Durante 5 horas permaneceu na emergência. O diagnóstico final foi “gastrite aguda”. O tratamento foi basicamente aquele para quadros similares: antiácidos e bloqueadores.

Preço do atendimento: 30 mil dólares.
Sim… mais de 90 mil reais. Tudo discriminado. 30 mil dólares por 5 horas de atendimento.
(Se eu cobrasse 20% disso por 20h de atenção ao parto seria chamado de muitas coisas desabonatórias)

No SUS, que está prestes a acabar nas garras de Temer, o valor seria zero. Mas por este tipo de relato podemos entender as forças que atuam nas sombras e que desejam acabar com o sistema universal de assistência à saúde no Brasil.

Outro problema que vamos enfrentarem breve é a transformação da assistência médica em um processo industrial, com a mesma lógica da linha de montagem de uma fábrica comum.

Uma vez conheci um oftalmologista que ganhava fortunas pela Unimed. Ele atendia mais de 300 pacientes por mês. Em função do alto custo uma equipe da Unimed foi avaliar porque suspeitaram de fraude. O resultado da investigação não podia ser pior: não era fraude.

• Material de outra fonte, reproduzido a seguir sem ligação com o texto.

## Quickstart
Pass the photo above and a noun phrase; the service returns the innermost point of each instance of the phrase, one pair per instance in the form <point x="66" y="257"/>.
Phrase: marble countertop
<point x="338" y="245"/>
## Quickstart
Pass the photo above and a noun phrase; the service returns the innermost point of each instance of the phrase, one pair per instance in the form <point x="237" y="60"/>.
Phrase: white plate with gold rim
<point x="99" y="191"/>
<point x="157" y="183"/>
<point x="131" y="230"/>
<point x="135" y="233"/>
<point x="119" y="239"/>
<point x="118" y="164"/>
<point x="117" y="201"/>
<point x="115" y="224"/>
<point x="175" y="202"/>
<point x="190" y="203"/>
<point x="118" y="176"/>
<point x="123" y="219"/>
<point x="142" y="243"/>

Ele passava pacientes de 10 em 10 para sua sala de exames. Pingava colírio dilatador de pupila em um por um e depois disso pedia que saíssem e esperassem para serem chamados. Chamava outros 10 e repetia as gotinhas dilatadoras. Depois disso chamava a primeira turma novamente e fazia exame de “fundo de olho” em todos, ditando os achados para uma secretaria que copiava ao seu lado. Quando terminava essa fase repetia o exame na segunda turma. Quando finalizava essa etapa chamava de novo a primeira turma e distribuía os diagnósticos e as receitas. E assim ia fazendo, realizando um verdadeiro atendimento oftalmológico fordista, industrial. Máxima eficiência no mínimo de tempo.

Meu comentário na época foi…

Eu entendo porque ele faz este tipo de atendimento, porque aumenta os lucros diminuindo os intervalos entre a saída e a entrada dos pacientes. Mas até hoje não consigo entender as razões que levam um paciente se submeter a tal desumanidade“.

Ah…. era pela Unimed. Se fosse pelo SUS imaginem o que estaríamos falando.